Garon had grown slower, his once massive arms now etched with deep lines, his hair more white than black. But his voice still carried the weight of a hammer's strike when he chose to speak.
And Elias… Elias had become something else entirely.
When disputes rose between slaves — over food, over work assignments, over insults — they came to him. When someone was caught between the anger of another slave and the notice of a guard, it was Elias who found a way to calm things down before blood was spilled.
He wasn't the biggest. He wasn't the oldest. But there was a steadiness in his gaze, a patience that drew people to him.
First POV
It happened without me realizing.
One day, I was the one asking Garon what to do. The next, people were asking me.
A fight broke out over a torn coat? They came to me.
Someone's work assignment was too much for them to handle? They came to me.
A disciple demanded more than a slave could give? They came to me.
I didn't have answers for everything, but I had learned how to buy time, how to give just enough to keep the overseers from looking too close.
Garon once called it "walking the line without losing your footing." I called it survival.
Third POV
The evening was cold, snow curling down in lazy flakes. Two slaves stood nose-to-nose by the woodpile — a lanky man named Korr and a stockier woman named Brina. Between them lay a split bag of grain.
"I was the one who carried it back," Brina snapped.

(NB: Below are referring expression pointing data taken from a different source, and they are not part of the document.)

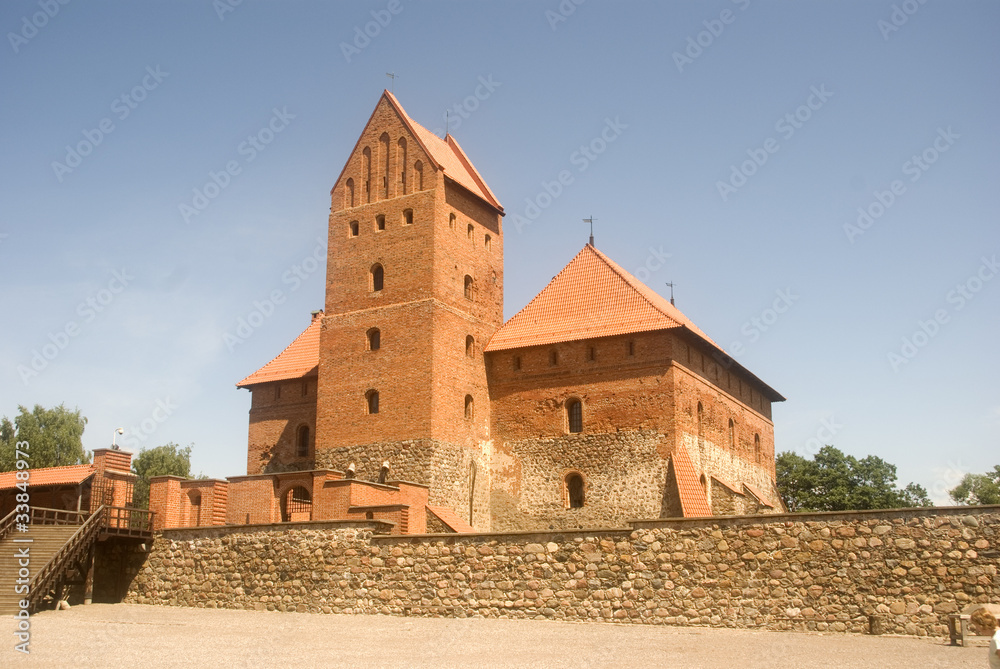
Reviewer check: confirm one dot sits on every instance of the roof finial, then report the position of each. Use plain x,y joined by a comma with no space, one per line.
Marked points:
591,221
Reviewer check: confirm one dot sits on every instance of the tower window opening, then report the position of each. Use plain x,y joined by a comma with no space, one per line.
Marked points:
574,414
574,491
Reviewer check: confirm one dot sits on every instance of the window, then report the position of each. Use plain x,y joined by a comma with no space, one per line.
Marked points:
302,442
574,413
349,193
574,491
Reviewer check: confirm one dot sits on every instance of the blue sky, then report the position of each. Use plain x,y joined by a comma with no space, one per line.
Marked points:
818,179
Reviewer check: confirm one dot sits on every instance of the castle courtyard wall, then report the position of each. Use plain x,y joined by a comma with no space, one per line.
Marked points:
898,571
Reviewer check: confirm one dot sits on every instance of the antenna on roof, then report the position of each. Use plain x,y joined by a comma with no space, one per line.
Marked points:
591,221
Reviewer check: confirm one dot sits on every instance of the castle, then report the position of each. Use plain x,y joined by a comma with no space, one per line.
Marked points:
409,401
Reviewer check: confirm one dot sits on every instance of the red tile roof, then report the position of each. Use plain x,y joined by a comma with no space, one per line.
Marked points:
594,297
451,519
689,490
764,499
591,297
68,475
299,359
445,153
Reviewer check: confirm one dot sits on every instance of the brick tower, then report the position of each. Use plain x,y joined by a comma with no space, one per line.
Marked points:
414,292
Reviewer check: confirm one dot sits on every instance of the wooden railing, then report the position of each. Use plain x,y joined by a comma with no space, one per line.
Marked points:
72,550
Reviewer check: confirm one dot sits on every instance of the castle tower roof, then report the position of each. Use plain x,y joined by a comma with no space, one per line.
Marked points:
299,359
594,297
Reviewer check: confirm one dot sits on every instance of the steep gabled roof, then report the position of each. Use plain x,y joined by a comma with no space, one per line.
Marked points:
690,492
594,297
445,153
67,475
299,359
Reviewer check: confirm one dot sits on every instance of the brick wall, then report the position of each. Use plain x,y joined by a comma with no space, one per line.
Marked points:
902,571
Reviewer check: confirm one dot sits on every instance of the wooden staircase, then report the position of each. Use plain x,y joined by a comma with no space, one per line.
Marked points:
58,543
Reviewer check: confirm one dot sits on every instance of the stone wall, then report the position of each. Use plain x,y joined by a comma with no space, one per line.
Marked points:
900,571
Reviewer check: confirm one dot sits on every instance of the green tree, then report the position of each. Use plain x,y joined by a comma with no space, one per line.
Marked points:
167,459
832,481
55,437
978,488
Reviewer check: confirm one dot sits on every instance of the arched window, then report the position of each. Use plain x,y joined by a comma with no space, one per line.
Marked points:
302,442
366,172
574,491
574,414
296,505
383,156
401,163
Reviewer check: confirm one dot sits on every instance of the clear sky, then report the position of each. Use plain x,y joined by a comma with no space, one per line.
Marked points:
818,179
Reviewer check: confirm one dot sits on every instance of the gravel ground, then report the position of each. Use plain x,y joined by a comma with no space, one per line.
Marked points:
128,635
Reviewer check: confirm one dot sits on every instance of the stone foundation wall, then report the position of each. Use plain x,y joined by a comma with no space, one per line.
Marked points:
899,571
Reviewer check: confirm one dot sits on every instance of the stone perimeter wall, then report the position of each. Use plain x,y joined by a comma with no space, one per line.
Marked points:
899,571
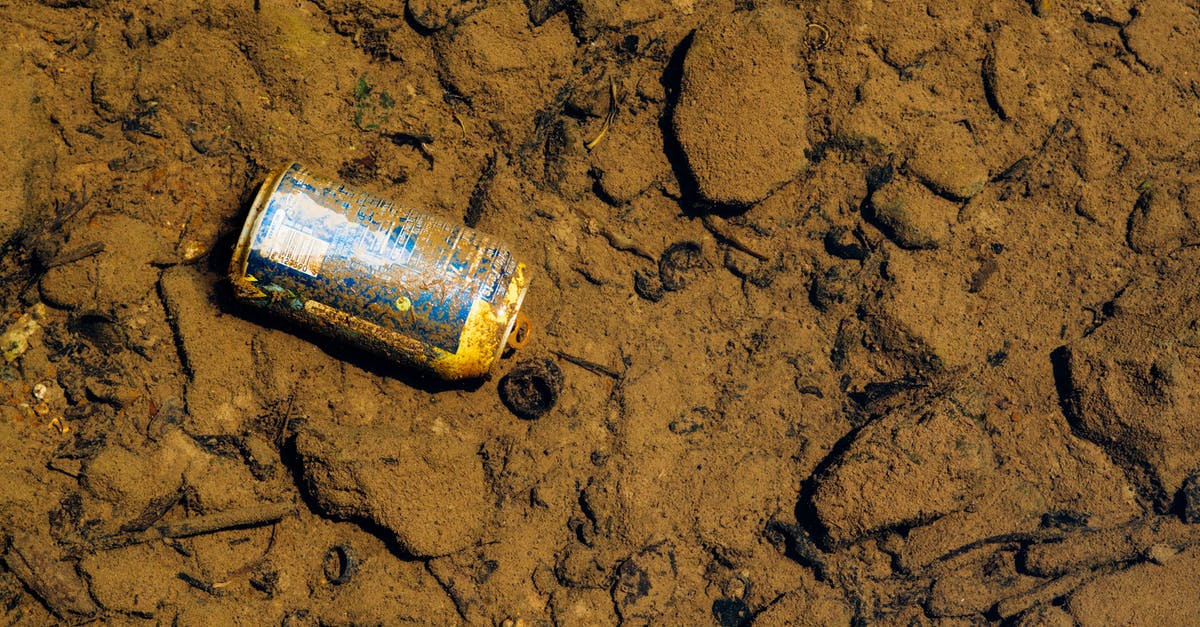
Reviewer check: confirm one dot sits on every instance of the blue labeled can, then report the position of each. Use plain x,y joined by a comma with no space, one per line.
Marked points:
405,284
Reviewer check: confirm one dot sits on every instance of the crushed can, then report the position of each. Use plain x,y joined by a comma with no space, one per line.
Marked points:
400,282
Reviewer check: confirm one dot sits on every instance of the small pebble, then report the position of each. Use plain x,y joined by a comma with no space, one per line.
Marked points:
678,263
341,562
648,285
1189,497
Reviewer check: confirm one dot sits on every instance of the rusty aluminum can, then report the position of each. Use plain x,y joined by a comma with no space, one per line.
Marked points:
411,286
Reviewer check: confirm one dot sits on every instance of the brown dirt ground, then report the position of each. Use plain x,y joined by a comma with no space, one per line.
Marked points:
931,358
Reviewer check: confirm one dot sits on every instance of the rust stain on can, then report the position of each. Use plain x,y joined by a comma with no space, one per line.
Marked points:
400,282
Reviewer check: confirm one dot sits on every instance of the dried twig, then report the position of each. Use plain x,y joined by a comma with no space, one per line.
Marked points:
246,517
589,365
609,118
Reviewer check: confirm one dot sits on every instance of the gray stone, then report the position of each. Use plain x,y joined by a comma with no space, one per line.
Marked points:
906,469
947,161
427,490
911,215
742,112
1129,386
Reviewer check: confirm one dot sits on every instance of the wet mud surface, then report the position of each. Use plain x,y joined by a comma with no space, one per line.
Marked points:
841,312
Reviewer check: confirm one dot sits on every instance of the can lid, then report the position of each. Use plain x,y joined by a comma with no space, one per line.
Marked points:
253,220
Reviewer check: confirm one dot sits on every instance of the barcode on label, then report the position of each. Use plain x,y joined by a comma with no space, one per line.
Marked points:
298,250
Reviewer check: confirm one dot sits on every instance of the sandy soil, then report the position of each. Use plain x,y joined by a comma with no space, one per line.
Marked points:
865,312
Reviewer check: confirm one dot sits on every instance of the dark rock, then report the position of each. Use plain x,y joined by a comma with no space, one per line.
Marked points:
846,244
731,613
1159,221
759,273
1189,499
532,387
646,584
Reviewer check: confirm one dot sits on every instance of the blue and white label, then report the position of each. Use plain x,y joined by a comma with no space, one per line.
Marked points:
402,269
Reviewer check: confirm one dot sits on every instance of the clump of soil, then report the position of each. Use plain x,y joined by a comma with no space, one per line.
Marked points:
857,311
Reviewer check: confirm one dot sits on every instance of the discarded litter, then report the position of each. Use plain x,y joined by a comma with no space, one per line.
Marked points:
396,281
15,340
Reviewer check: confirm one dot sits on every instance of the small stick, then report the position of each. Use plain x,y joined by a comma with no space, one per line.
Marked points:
609,118
731,238
588,365
246,517
617,239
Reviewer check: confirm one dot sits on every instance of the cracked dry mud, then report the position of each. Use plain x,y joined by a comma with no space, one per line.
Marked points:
867,312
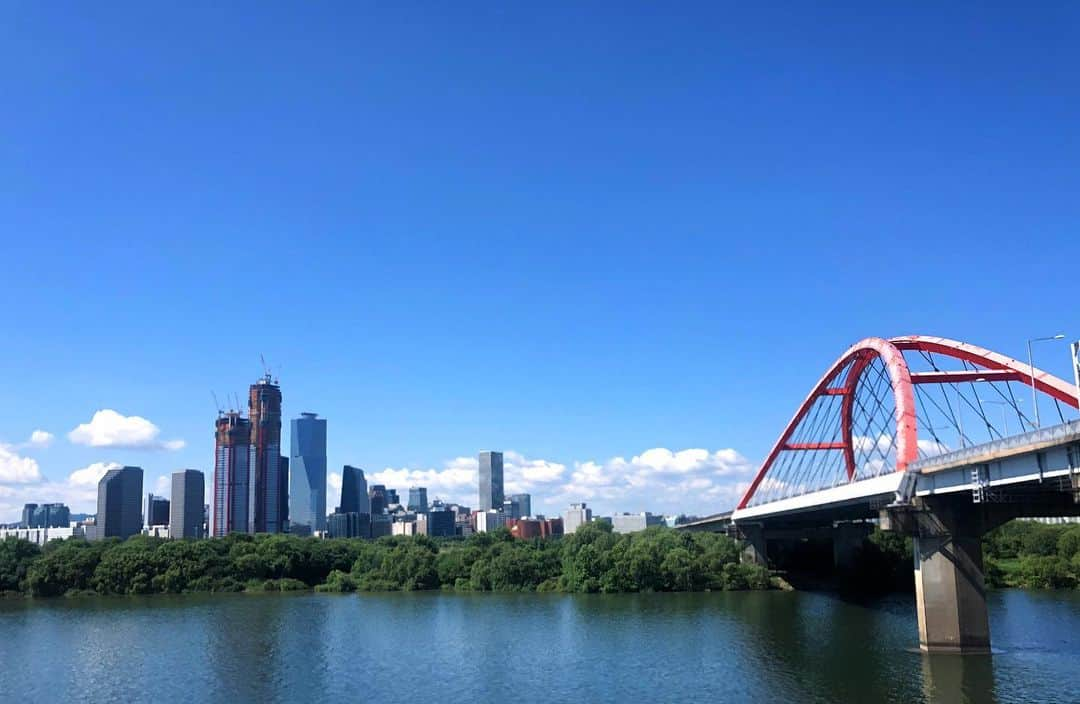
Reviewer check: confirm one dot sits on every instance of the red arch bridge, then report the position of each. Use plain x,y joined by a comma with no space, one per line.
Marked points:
937,438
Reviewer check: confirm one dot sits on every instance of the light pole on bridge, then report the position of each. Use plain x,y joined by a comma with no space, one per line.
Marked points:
1030,363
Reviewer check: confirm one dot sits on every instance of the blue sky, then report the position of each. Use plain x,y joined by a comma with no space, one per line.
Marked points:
575,232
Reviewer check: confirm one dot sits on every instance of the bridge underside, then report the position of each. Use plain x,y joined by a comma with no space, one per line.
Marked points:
946,504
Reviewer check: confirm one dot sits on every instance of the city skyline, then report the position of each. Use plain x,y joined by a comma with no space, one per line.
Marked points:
656,253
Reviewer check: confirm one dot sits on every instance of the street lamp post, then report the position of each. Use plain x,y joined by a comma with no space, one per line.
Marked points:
1075,348
1030,363
1004,413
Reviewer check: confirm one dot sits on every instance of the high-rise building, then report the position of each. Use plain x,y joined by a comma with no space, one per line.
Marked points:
577,515
488,520
283,490
524,503
119,503
45,515
381,525
377,496
354,497
231,474
264,413
441,522
157,511
349,525
186,509
307,503
418,499
490,481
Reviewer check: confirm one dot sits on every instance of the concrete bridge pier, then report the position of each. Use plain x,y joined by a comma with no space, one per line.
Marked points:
848,539
949,591
755,551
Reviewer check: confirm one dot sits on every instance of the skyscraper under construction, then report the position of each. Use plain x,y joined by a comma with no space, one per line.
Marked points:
268,492
232,457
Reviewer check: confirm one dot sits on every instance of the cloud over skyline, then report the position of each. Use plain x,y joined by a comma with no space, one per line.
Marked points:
657,479
111,429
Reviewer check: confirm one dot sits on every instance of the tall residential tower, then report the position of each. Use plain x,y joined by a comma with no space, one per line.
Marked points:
490,481
186,509
354,497
267,504
120,503
232,455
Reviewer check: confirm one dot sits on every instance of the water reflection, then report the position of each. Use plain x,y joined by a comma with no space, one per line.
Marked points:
739,647
958,679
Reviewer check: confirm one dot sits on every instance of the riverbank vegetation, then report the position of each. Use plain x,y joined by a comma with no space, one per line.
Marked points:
1033,555
593,559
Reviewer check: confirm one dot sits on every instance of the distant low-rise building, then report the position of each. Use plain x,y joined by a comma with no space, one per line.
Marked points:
45,515
42,536
157,510
629,523
441,523
524,528
517,505
576,516
488,520
381,525
551,527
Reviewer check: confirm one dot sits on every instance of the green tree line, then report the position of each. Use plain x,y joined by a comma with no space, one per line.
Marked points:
1033,555
592,559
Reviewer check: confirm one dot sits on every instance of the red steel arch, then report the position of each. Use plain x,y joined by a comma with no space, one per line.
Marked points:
859,355
855,360
1014,370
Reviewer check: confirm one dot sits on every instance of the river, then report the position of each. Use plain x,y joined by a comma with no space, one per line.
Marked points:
721,647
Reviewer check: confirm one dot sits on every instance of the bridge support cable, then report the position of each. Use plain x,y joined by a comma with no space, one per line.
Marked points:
867,411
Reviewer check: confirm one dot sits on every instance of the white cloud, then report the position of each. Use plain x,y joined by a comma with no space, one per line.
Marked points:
79,491
15,469
40,438
110,429
91,474
658,479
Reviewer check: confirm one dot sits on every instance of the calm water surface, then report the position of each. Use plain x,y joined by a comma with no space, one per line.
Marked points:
734,647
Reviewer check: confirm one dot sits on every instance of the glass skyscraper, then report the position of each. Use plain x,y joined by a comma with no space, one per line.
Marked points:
354,497
186,509
120,503
490,481
307,469
418,499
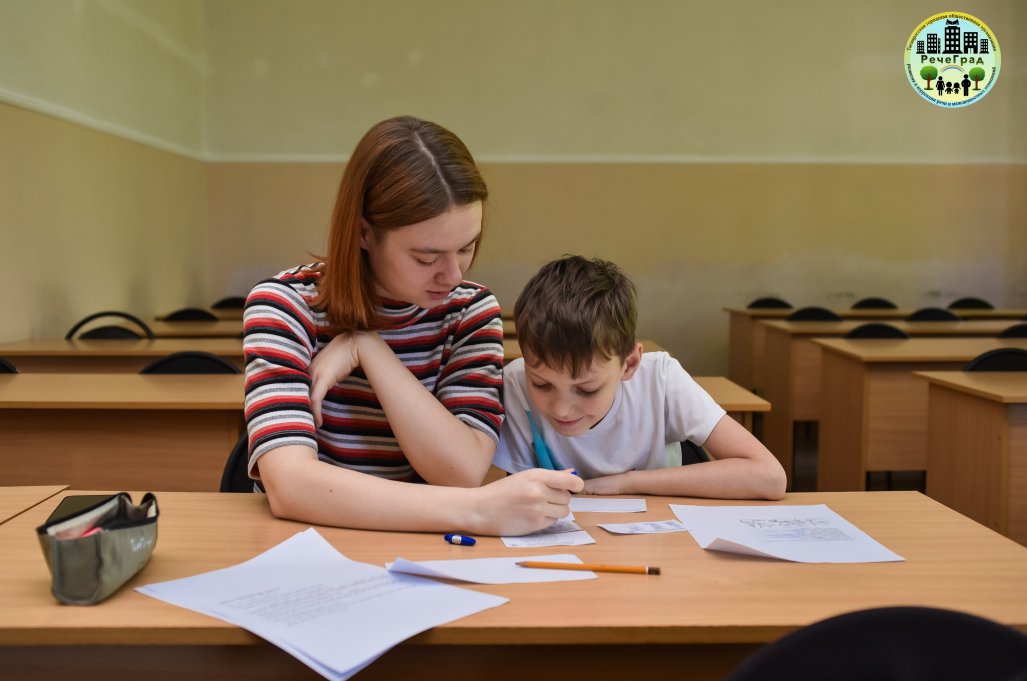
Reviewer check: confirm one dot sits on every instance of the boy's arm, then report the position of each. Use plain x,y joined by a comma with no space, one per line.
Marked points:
743,468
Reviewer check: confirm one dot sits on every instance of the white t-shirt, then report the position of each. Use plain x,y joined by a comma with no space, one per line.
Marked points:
654,411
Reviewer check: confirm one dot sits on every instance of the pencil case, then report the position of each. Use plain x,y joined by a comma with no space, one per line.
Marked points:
91,553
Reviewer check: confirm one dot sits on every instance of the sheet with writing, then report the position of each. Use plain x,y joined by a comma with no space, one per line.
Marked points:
334,614
802,534
494,570
654,527
581,504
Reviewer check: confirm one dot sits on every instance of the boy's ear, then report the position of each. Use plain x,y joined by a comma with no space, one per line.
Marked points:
632,362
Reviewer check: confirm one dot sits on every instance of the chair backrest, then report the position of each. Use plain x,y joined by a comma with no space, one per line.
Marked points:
934,314
1019,331
768,304
971,304
875,304
108,333
191,363
191,314
813,314
877,330
230,303
235,479
904,643
1003,358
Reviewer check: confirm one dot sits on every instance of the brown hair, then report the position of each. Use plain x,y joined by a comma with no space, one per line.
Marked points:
403,172
572,310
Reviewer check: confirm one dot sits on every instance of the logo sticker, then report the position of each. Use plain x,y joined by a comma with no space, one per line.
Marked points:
952,60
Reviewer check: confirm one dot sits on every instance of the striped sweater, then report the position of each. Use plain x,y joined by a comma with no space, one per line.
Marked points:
454,349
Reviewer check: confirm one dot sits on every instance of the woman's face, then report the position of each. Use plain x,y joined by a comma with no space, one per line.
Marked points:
421,263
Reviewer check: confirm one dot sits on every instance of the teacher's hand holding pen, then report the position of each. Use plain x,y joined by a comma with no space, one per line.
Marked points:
522,503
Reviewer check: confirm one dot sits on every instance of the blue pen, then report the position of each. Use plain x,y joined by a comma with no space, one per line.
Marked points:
460,539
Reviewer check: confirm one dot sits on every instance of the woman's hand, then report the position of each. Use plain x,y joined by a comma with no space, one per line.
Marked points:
522,503
330,366
609,485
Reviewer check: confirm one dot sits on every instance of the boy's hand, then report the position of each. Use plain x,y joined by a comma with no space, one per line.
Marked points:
523,503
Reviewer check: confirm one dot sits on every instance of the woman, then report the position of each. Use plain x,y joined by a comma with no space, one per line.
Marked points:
381,366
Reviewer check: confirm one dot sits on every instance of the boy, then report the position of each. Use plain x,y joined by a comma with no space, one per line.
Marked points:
584,396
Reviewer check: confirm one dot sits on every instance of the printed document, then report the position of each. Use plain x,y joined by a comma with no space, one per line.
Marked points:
334,614
803,534
494,570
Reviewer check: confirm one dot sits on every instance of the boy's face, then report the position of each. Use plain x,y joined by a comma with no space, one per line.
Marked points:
574,405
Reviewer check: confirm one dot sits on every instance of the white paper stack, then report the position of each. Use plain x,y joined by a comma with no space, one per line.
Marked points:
803,534
334,614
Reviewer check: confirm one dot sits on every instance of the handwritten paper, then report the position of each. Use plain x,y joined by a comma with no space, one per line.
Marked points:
494,570
802,534
303,593
582,504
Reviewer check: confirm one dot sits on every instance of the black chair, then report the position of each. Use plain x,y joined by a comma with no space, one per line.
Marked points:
877,330
898,644
971,304
875,304
191,314
191,363
934,314
111,333
235,479
1019,331
768,304
1003,358
813,314
230,303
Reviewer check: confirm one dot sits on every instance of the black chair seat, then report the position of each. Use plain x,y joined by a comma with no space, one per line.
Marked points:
1003,358
875,304
934,314
813,314
191,363
191,314
111,333
897,644
971,304
230,303
877,330
768,304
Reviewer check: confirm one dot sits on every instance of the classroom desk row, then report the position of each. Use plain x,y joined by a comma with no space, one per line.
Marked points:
746,343
700,617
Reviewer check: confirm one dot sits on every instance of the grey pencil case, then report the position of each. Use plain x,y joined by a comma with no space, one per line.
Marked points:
91,553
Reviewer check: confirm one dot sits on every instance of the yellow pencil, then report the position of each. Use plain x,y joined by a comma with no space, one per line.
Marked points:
630,569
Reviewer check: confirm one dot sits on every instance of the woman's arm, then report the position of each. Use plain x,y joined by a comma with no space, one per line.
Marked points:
743,468
302,488
443,449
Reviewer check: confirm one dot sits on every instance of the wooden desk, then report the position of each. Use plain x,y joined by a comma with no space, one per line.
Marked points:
109,356
705,613
746,337
14,500
977,447
792,378
874,411
118,430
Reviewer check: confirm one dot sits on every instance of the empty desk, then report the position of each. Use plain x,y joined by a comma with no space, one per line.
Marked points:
874,411
124,431
977,447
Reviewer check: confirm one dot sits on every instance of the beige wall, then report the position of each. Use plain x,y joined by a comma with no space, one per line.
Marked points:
89,222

"You wouldn't have made it without me," Korr shot back.
Elias stepped between them before either could throw a punch.
"Enough," he said, his tone even. He knelt, scooped a handful of the spilled grain, and let it trickle through his fingers. "You fight over this, the overseers will take the rest and laugh while you starve. You want that?"
Neither spoke.
"Then split it. Half for her, half for you. And next time, tie the bag tighter."
They muttered but did as he said, the fight dissolving before it became something worse.
From the side, Garon watched with a faint smile, shaking his head like a man seeing his younger self in someone else.
First POV
Garon didn't have to say it, but I knew what he was thinking — I'd become him.
The protector. The one who takes the blows before anyone else does.
But I wasn't content with just keeping people alive inside these walls.
Every day, I still listened. Still learned. I picked up scraps of knowledge from the disciples when they forgot we were listening. Rumors of the sect's outer territory. Names of places I'd never seen. Whispers of other sects, other cities.
The world was still out there, vast and untouchable. And one day, somehow, I'd touch it.
Third POV
The night deepened. Snow gathered on the roofs, muffling the usual camp noises.
Inside the main barrack, the slaves lay in their places, warmth shared in the cramped space. Lydia slept with Sam curled at her back. Garon snored quietly in the corner.
Elias sat awake, staring at the dark rafters.
The years had not broken him. They had only honed the steel beneath the skin.
The boy who had once dreamed of walking the world was gone.
The man who would still find a way to do it… remained.